Gradient Descent
Imagine you're blindfolded on a hilly landscape. You can't see anything, but you can feel the slope under your feet. Your goal: find the lowest valley.
What do you do? Simple β you feel which direction goes downhill, and take a step that way. Then you feel again, step again. And again. Eventually, you reach the bottom of a valley.
That's gradient descent. The "landscape" is the loss function β a surface where height represents how wrong the model is. The "slope" is the gradient β the mathematical direction of steepest increase. And you step in the opposite direction (downhill) to reduce the error.
The gradient: your compass
The gradient is just a fancy word for the direction of steepest ascent. If you're on a hill and the gradient points northeast and upward, then stepping southwest and downward (the negative gradient) is your fastest route to a lower point.
In math terms, for each weight w in the network:
w_new = w_old - learning_rate * (dLoss/dw)
The learning rate controls how big each step is. Think of it as your stride length on that blindfolded hike.

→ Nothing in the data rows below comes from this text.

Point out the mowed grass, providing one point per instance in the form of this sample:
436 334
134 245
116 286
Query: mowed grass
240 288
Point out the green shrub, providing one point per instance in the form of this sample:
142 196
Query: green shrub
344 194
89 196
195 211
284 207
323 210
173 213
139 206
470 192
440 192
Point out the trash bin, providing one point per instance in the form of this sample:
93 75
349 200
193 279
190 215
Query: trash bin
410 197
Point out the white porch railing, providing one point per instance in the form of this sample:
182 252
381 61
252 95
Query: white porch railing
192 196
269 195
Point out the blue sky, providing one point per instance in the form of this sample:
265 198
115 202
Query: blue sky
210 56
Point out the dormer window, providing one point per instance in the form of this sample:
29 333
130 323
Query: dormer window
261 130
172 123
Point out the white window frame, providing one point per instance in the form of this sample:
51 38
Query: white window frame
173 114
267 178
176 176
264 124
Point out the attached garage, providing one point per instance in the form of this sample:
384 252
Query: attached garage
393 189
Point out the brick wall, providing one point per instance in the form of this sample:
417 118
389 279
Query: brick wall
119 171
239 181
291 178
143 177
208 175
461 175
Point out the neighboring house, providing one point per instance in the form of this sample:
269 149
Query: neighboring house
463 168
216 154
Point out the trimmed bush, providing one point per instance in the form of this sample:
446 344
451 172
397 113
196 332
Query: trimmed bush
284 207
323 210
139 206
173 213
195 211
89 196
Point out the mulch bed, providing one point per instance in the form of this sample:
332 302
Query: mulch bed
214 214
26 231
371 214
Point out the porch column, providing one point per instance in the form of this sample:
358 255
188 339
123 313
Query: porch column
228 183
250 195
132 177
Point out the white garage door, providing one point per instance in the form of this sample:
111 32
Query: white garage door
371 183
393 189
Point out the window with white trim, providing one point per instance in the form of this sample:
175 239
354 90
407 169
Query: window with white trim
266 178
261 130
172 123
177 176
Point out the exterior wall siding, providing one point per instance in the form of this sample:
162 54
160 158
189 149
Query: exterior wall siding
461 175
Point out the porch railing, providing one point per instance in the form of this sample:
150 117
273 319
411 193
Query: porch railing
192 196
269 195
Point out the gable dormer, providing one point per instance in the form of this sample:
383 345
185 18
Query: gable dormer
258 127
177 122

The learning rate: Goldilocks problem
This is the most important knob to tune:
- Too large: You take giant steps and keep overshooting the valley β bouncing from hillside to hillside, never settling down. The loss oscillates wildly or even explodes.
- Too small: You take tiny baby steps. You'll eventually reach the bottom, but it'll take forever. Training a model could take weeks instead of hours.
- Just right: You converge smoothly to the minimum. Start larger and decrease over time (this is called a learning rate schedule).
Three flavors of gradient descent
Batch Gradient Descent
Compute the gradient using all training examples before taking one step. Very accurate direction, but expensive for large datasets. Like surveying the entire landscape before each step.
Stochastic Gradient Descent (SGD)
Compute the gradient using one random example and immediately step. Very fast but noisy β like taking directions from random strangers. The path zigzags, but you still trend downhill.
Mini-batch Gradient Descent
The sweet spot. Use a small batch (32, 64, 128 examples) to estimate the gradient. Less noisy than SGD, much faster than batch. This is what everyone actually uses in practice.